Modeling seasonal surface runoff and base flow based on the generalized proportionality hypothesis

- Test the generalized proportionality hypothesis at the seasonal scale.
- Develop a seasonal model for surface runoff and base flow.
- Estimate initial wetting, wetting capacity, and initial evaporation.
- Evaluate the roles of rainfall variability, vegetation, soil properties and topography on seasonal runoff.

SummaryThe proportionality hypothesis, originating from the curve number method at the event scale, is extended for modeling runoff in the water-limited and energy-limited seasons, respectively.
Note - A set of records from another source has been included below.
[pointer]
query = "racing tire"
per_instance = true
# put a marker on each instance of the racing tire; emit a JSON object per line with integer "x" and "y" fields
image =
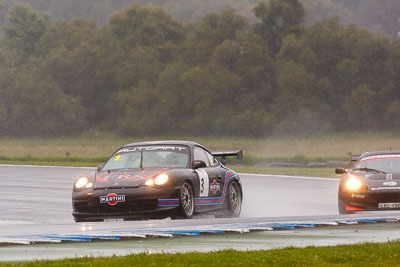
{"x": 234, "y": 200}
{"x": 342, "y": 208}
{"x": 186, "y": 201}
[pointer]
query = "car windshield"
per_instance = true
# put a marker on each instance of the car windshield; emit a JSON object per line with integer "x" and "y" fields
{"x": 384, "y": 163}
{"x": 160, "y": 156}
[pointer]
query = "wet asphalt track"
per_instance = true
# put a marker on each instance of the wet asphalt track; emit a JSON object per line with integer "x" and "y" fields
{"x": 42, "y": 195}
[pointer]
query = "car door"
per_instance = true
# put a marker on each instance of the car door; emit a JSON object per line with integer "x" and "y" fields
{"x": 211, "y": 178}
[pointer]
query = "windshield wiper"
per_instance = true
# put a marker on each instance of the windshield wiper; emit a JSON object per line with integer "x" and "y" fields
{"x": 368, "y": 170}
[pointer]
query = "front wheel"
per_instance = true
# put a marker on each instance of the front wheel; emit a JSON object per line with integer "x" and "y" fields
{"x": 342, "y": 208}
{"x": 234, "y": 200}
{"x": 186, "y": 201}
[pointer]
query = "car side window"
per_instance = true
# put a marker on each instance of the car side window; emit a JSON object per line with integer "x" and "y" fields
{"x": 213, "y": 161}
{"x": 200, "y": 154}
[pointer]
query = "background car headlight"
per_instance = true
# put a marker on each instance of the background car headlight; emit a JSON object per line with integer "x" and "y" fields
{"x": 353, "y": 184}
{"x": 82, "y": 182}
{"x": 161, "y": 179}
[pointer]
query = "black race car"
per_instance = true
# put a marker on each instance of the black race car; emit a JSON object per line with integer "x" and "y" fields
{"x": 372, "y": 184}
{"x": 159, "y": 179}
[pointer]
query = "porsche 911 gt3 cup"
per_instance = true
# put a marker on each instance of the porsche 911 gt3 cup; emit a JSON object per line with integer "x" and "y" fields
{"x": 372, "y": 184}
{"x": 159, "y": 179}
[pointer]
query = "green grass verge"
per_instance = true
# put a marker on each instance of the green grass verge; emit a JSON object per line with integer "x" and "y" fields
{"x": 368, "y": 254}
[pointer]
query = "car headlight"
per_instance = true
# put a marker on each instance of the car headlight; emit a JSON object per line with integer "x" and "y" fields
{"x": 353, "y": 183}
{"x": 83, "y": 182}
{"x": 161, "y": 179}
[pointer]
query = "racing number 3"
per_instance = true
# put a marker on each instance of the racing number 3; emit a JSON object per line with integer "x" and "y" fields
{"x": 204, "y": 182}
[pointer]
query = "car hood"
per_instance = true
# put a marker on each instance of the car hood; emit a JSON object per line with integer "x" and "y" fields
{"x": 125, "y": 178}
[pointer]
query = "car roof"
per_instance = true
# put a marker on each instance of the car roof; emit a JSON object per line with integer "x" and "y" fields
{"x": 165, "y": 142}
{"x": 376, "y": 153}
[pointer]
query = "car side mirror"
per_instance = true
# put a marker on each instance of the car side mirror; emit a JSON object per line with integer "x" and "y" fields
{"x": 100, "y": 167}
{"x": 340, "y": 171}
{"x": 199, "y": 164}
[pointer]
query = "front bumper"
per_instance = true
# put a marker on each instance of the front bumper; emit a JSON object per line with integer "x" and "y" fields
{"x": 140, "y": 202}
{"x": 371, "y": 201}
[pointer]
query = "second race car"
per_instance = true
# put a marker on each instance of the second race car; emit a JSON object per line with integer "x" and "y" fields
{"x": 159, "y": 179}
{"x": 372, "y": 184}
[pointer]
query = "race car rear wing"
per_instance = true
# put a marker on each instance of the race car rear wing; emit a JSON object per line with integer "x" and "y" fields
{"x": 237, "y": 153}
{"x": 354, "y": 158}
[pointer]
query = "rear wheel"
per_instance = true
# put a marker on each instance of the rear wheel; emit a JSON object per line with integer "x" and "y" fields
{"x": 234, "y": 200}
{"x": 186, "y": 201}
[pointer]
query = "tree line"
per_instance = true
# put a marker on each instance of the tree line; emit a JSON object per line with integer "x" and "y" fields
{"x": 378, "y": 16}
{"x": 145, "y": 73}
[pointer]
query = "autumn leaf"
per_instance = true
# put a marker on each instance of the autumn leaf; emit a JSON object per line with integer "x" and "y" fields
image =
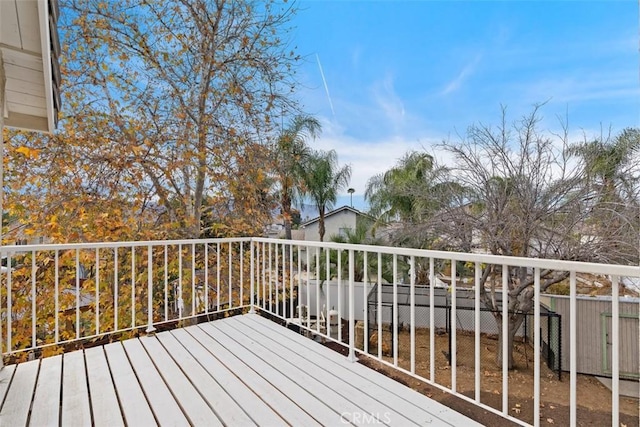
{"x": 29, "y": 153}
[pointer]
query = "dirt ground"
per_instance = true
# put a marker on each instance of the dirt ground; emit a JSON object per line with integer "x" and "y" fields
{"x": 594, "y": 399}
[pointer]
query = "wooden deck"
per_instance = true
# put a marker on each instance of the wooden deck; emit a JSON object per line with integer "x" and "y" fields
{"x": 244, "y": 370}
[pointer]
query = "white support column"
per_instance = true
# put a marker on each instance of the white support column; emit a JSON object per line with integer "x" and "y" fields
{"x": 2, "y": 88}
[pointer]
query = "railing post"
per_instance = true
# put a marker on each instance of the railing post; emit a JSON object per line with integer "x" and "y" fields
{"x": 252, "y": 285}
{"x": 352, "y": 328}
{"x": 150, "y": 328}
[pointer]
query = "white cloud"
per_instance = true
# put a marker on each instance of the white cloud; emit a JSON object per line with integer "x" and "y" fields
{"x": 388, "y": 101}
{"x": 366, "y": 157}
{"x": 467, "y": 71}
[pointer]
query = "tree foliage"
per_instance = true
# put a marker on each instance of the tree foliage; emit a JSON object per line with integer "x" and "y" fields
{"x": 514, "y": 190}
{"x": 323, "y": 179}
{"x": 169, "y": 109}
{"x": 290, "y": 157}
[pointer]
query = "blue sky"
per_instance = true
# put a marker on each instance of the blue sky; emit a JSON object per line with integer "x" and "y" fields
{"x": 407, "y": 74}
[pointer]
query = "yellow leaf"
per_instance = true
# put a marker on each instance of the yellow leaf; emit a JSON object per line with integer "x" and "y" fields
{"x": 29, "y": 153}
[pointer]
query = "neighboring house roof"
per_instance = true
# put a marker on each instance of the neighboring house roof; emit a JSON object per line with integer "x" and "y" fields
{"x": 333, "y": 212}
{"x": 30, "y": 50}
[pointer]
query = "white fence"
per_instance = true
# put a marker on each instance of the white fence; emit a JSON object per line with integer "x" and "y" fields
{"x": 54, "y": 295}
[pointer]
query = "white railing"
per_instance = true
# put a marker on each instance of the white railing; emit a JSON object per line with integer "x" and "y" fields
{"x": 320, "y": 278}
{"x": 57, "y": 295}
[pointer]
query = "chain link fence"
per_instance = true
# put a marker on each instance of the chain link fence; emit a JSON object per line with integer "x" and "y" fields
{"x": 380, "y": 307}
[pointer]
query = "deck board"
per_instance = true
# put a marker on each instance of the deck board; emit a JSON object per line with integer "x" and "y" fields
{"x": 318, "y": 409}
{"x": 76, "y": 407}
{"x": 270, "y": 394}
{"x": 321, "y": 370}
{"x": 162, "y": 402}
{"x": 104, "y": 402}
{"x": 243, "y": 370}
{"x": 385, "y": 389}
{"x": 194, "y": 406}
{"x": 20, "y": 393}
{"x": 216, "y": 397}
{"x": 46, "y": 401}
{"x": 227, "y": 381}
{"x": 135, "y": 408}
{"x": 335, "y": 392}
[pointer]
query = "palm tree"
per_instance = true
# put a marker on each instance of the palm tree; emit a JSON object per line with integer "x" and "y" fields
{"x": 324, "y": 178}
{"x": 290, "y": 154}
{"x": 395, "y": 194}
{"x": 605, "y": 162}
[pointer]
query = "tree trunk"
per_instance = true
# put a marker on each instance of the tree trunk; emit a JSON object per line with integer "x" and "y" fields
{"x": 286, "y": 215}
{"x": 321, "y": 227}
{"x": 515, "y": 321}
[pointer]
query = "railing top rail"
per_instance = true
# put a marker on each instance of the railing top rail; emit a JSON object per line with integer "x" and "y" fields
{"x": 66, "y": 246}
{"x": 543, "y": 263}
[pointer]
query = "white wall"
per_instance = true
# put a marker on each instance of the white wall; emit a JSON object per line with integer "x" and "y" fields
{"x": 334, "y": 295}
{"x": 332, "y": 225}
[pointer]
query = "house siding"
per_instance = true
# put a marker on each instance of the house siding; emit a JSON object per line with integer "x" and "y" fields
{"x": 593, "y": 330}
{"x": 332, "y": 224}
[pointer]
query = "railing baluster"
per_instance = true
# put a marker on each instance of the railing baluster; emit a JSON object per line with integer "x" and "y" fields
{"x": 150, "y": 327}
{"x": 394, "y": 317}
{"x": 252, "y": 288}
{"x": 291, "y": 280}
{"x": 432, "y": 322}
{"x": 615, "y": 352}
{"x": 308, "y": 317}
{"x": 133, "y": 286}
{"x": 179, "y": 300}
{"x": 327, "y": 258}
{"x": 270, "y": 279}
{"x": 505, "y": 340}
{"x": 365, "y": 302}
{"x": 194, "y": 295}
{"x": 115, "y": 289}
{"x": 453, "y": 326}
{"x": 9, "y": 305}
{"x": 166, "y": 283}
{"x": 264, "y": 277}
{"x": 478, "y": 277}
{"x": 277, "y": 279}
{"x": 317, "y": 274}
{"x": 573, "y": 348}
{"x": 536, "y": 347}
{"x": 218, "y": 268}
{"x": 352, "y": 311}
{"x": 230, "y": 287}
{"x": 77, "y": 293}
{"x": 241, "y": 304}
{"x": 97, "y": 284}
{"x": 56, "y": 286}
{"x": 206, "y": 277}
{"x": 340, "y": 311}
{"x": 33, "y": 300}
{"x": 412, "y": 308}
{"x": 379, "y": 308}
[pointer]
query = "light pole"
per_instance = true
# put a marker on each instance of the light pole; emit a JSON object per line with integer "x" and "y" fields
{"x": 351, "y": 191}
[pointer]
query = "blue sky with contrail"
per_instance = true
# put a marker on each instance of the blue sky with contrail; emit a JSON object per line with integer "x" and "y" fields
{"x": 408, "y": 74}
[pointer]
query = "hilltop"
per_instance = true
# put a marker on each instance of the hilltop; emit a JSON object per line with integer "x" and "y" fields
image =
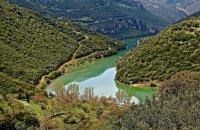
{"x": 159, "y": 57}
{"x": 32, "y": 46}
{"x": 116, "y": 18}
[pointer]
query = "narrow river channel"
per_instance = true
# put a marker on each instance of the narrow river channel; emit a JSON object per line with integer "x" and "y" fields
{"x": 100, "y": 75}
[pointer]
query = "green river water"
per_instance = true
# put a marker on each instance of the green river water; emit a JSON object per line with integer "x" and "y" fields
{"x": 100, "y": 75}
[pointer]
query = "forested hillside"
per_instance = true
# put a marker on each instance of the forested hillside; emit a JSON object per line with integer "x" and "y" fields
{"x": 115, "y": 18}
{"x": 32, "y": 46}
{"x": 175, "y": 108}
{"x": 158, "y": 58}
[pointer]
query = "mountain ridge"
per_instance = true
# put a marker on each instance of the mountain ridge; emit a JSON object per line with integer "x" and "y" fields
{"x": 115, "y": 18}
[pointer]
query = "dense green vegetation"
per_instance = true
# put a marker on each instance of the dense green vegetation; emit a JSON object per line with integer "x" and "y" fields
{"x": 67, "y": 109}
{"x": 158, "y": 58}
{"x": 175, "y": 108}
{"x": 116, "y": 18}
{"x": 32, "y": 46}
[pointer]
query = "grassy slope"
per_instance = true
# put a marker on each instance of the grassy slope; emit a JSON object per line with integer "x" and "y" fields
{"x": 32, "y": 46}
{"x": 158, "y": 58}
{"x": 176, "y": 107}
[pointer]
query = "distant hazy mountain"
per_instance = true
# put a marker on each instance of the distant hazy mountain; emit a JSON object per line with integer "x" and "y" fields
{"x": 116, "y": 18}
{"x": 172, "y": 9}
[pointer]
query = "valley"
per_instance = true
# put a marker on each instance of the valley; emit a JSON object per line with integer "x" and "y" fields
{"x": 101, "y": 76}
{"x": 115, "y": 18}
{"x": 59, "y": 70}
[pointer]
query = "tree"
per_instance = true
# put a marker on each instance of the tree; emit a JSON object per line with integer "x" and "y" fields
{"x": 123, "y": 97}
{"x": 59, "y": 90}
{"x": 74, "y": 90}
{"x": 88, "y": 93}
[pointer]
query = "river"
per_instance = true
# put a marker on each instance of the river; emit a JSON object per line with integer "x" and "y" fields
{"x": 100, "y": 75}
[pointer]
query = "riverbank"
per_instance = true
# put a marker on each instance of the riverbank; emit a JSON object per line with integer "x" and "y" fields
{"x": 147, "y": 85}
{"x": 73, "y": 64}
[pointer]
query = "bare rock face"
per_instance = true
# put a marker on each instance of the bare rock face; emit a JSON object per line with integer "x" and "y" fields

The proposed seasonal runoff model includes three parameters for two separate seasons, which are wetting capacity, initial wetting and initial evaporation. The parameters for 203 watersheds from the United States are estimated, and the empirical relationships between the parameters and watershed properties, which include duration of the season, duration, intensity and frequency of rainfall events, Normalized Difference Vegetation Index (NDVI) and soil saturated hydraulic properties, are obtained for applications in ungauged watersheds. These empirical equations present physical controls on runoff at the seasonal scale besides climate seasonality. The Nash-Sutcliffe Efficiency coefficient of the seasonal runoff simulation for total runoff is higher than 0.5 in 86% (77%) of the study watersheds; while the surface runoff is 38% (46%) and the base flow is 92% (78%) in the energy-limited seasons (water-limited seasons). This paper shows the potential application of the proportionality hypothesis for estimating seasonal runoff, which is valuable for water resources planning and management.